My reviews rarely contain paragraphs solely devoted to the wargamers’ perspective anymore, but the Savas Beatie “Maps of…” series is clearly a wargamer’s dream. Creating literally dozens of scenarios for all of the fighting during the Maryland Campaign of 1862 just became much easier as a result of this book. Pair The Maps of Antietam with Scott Mingus’ Antietam wargaming book containing the strengths and losses in the campaign and you’ll have everything you need to wargame the campaign, including strengths at various times, casualties, unit quality, weapons carried, organization, and exact placement at various moments in time. Anyone interested in wargaming the Battle of Antietam, Harpers Ferry, or South Mountain will find these books indispensable.
The end notes reach from page 268 to 299. Gottfried relies on mainstays like the Official Records, Carman’s manuscript, and materials written by men who were there. In addition, some of the best modern day scholarship on the campaign, from Joe Harsh to Timothy Reese, plays a solid supporting role. The bibliography runs from page 300 to page 311. Gottfried relied heavily on the collection at Antietam National Battlefield for first person sources and supplemented that with other archival materials. The list of secondary accounts referenced is also impressive. It should be mentioned again that Gottfried himself admits he is breaking no new interpretive ground with this book, and that this was never the intention.

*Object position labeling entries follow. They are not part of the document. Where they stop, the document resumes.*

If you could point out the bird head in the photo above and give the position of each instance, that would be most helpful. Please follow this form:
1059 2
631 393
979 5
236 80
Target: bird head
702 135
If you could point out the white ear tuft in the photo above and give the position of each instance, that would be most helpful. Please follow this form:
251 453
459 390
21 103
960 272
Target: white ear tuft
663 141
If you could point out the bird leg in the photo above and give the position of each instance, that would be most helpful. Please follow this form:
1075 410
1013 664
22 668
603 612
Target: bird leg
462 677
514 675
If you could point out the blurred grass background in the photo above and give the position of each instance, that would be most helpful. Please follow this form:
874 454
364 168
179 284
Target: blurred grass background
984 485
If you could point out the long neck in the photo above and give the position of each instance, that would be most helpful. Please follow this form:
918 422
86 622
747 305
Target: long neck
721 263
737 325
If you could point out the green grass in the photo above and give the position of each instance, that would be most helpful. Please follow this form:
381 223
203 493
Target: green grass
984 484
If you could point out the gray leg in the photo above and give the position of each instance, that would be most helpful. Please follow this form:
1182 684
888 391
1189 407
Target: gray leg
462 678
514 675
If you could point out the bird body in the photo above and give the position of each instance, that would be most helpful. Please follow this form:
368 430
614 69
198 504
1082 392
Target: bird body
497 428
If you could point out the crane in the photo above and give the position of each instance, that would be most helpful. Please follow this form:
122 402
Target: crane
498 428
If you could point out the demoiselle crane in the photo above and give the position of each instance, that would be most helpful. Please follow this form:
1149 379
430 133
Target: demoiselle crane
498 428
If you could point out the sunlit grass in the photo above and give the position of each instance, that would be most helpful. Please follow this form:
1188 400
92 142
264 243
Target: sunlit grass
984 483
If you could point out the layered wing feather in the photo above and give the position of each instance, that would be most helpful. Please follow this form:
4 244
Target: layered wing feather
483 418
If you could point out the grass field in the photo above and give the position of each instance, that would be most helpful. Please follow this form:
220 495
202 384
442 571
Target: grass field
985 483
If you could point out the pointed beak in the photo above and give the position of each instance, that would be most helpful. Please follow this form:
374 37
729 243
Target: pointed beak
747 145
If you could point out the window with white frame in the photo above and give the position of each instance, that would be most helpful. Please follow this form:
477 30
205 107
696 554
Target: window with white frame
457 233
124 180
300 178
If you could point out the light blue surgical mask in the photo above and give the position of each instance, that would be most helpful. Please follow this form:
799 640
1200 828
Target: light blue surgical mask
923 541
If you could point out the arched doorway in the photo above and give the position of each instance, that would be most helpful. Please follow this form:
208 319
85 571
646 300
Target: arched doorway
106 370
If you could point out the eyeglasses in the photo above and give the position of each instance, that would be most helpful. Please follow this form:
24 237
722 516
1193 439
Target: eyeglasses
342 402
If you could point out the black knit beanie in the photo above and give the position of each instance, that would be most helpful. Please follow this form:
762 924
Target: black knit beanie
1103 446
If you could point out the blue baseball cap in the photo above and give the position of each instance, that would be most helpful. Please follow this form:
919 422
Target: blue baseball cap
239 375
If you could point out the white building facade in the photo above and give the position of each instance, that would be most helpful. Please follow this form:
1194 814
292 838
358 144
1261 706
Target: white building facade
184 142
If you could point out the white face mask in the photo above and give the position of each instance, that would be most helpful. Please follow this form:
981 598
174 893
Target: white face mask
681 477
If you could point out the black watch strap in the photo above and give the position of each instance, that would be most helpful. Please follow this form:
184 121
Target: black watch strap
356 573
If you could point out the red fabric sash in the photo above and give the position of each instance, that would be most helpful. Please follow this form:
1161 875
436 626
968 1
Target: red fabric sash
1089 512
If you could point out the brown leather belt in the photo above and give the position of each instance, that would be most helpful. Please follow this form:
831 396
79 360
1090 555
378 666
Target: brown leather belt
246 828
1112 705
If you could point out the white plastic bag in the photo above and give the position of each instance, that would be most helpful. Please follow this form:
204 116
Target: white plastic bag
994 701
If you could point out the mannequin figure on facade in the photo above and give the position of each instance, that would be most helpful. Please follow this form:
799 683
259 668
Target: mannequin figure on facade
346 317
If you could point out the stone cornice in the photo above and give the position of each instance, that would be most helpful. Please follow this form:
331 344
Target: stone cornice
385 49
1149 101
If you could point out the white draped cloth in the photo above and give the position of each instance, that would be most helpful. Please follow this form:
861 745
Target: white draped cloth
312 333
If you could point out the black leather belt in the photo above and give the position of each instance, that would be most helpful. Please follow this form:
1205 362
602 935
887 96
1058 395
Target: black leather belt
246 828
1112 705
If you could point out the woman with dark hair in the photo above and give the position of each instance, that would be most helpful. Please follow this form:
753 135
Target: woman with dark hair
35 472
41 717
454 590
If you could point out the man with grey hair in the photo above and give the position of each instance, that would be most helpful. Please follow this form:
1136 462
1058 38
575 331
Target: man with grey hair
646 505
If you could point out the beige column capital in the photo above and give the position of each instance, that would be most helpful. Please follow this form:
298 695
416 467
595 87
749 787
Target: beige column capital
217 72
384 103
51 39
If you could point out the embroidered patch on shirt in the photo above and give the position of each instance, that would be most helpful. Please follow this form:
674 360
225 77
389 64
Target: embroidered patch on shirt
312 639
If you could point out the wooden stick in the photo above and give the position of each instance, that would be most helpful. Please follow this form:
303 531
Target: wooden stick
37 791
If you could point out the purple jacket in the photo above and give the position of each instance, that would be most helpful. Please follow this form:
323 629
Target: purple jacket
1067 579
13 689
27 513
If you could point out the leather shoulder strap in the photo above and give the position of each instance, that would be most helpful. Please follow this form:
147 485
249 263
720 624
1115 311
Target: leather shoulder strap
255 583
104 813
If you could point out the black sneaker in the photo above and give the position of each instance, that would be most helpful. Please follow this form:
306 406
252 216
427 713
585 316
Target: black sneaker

The Maps of Antietam: An Atlas of the Antietam (Sharpsburg) Campaign, September 2-20, 1862 carries on the excellent tradition of the Savas Beatie “Maps of …” series. Brad Gottfried has produced a stunningly beautiful, clearly readable, concise history of the Maryland Campaign which relies as heavily on maps as it does text. The 124 full color, full page maps are accompanied by standard accounts of the campaign on a facing page of text. Maps range from extremely zoomed out campaign maps to specific tactical actions on various portions of the battlefields of the Antietam Campaign. The text is fully sourced, and those sources provide a rich range of literature which students of the campaign will find useful as leads for further reading, especially of primary accounts. Wargamers will find this book tailor made to guiding their efforts at creating scenarios for the battles at South Mountain and Sharpsburg. Battlefield stompers will find the sturdy construction will allow for use while walking the ground over which these battles were contested almost 150 years ago. Anyone remotely interested in this campaign will want to own this well made, well designed, and fascinating look at the 1862 Maryland Campaign. At only $30 on Amazon, this book is a steal. Buy this book. You will not be disappointed.
Note: This book was provided gratis for the purposes of this review.